The power rule of integration gives you the general solution for the integral of any variable raised to any power except -1, which represents a special case. Since integrals are antiderivatives -- in other words, if you integrate the derivative of a function, you end up with the original function -- think of the power rule of integration as doing the opposite of what the power rule for derivatives does.
Things You'll Need
Convert any square roots, roots of other powers and powers in denominators to standard power functions. The square root of x equals x^(1/2), the cube root of x equals x^(1/3) and so on for the other roots. To move a power from the denominator to the numerator, take the inverse of the power: 1/x^2 = x^-2, for example.
Add one to the power. For int[(x^3)dx], for example, x^3 becomes x^4.
Divide the result by the new power. For example, x^4 becomes (x^4)/4.

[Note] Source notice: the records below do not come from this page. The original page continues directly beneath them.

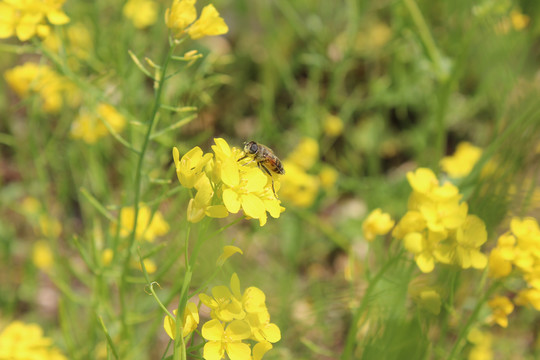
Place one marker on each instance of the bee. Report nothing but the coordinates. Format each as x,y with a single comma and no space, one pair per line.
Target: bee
265,158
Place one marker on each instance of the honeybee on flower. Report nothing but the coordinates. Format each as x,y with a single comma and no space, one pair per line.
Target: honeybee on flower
265,158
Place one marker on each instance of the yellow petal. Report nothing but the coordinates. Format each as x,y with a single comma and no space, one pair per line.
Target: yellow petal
238,351
212,330
260,349
213,350
228,251
231,201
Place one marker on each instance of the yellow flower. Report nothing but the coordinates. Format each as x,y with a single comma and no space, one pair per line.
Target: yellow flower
90,128
190,321
189,169
228,251
332,125
464,247
482,343
208,24
20,341
182,14
228,340
26,18
224,186
377,223
142,13
148,227
223,304
501,307
462,162
519,20
42,256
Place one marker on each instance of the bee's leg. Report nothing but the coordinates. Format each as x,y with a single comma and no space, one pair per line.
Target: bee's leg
269,174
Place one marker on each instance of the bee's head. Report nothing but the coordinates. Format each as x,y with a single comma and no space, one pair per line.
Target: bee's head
251,147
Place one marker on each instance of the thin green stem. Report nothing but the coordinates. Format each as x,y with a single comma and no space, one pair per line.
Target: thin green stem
137,188
470,321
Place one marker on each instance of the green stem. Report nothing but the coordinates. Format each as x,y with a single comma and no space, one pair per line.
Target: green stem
348,352
465,330
137,188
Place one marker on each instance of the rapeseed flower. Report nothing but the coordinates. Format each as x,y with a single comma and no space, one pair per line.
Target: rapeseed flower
190,321
438,228
224,185
462,162
377,223
180,18
90,127
27,18
148,227
20,341
228,340
247,318
501,307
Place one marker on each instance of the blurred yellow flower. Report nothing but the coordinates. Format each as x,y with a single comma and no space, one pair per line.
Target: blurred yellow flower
42,256
462,162
501,307
482,344
228,251
26,18
142,13
438,228
377,223
328,177
519,20
332,125
107,256
148,227
208,24
182,14
20,341
30,78
90,128
190,321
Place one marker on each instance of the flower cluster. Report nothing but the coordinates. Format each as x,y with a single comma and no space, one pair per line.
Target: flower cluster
224,185
90,127
237,317
437,226
20,341
149,226
300,187
519,249
30,78
27,18
181,17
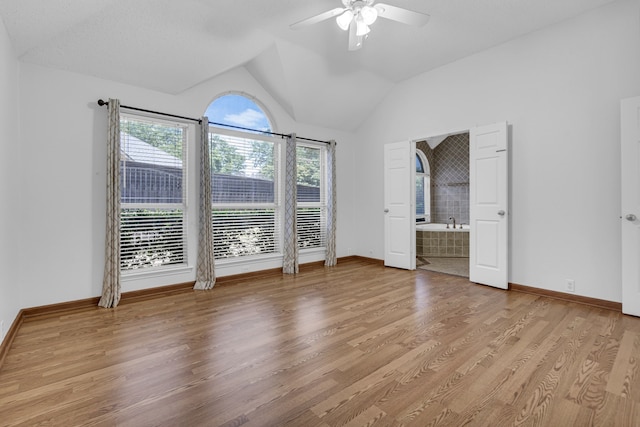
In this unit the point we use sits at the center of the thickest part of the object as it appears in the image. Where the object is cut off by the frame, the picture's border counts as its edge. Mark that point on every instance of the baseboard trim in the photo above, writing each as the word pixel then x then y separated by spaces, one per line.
pixel 5 345
pixel 595 302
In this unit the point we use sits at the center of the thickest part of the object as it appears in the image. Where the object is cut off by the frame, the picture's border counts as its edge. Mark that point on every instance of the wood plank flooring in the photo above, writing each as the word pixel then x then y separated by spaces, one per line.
pixel 353 345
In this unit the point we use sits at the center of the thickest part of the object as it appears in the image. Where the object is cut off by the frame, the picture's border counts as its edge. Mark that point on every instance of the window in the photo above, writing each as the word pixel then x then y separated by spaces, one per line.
pixel 244 172
pixel 246 182
pixel 311 210
pixel 245 202
pixel 423 188
pixel 153 193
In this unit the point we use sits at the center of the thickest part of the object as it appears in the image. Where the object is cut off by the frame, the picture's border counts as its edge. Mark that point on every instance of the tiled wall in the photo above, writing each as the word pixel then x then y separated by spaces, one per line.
pixel 449 163
pixel 452 244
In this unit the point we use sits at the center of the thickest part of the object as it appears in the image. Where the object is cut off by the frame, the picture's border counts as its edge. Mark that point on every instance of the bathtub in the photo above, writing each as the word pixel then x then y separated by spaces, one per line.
pixel 441 227
pixel 436 240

Add the constant of integration, usually represented by c, to complete your answer. For example, [(x^4)/4] + c.
Tips & Warnings
- To integrate a constant, think of the constant as being multiplied by x^0. For example, int(2 dx) = int[(2x^0)dx] = (2x^1)/1 + c = 2x + c.
- If the integral includes addition or subtraction, integrate each part of the function separately; think of int[(x + 2)dx] as int(x dx) + int (2 dx), for example.
- The integral of 1/x, or x^-1, equals ln|x| + c.
- When working with negative exponents, remember that adding one will make the absolute value of the exponent smaller; x^-3 becomes x^-2, not x^-4.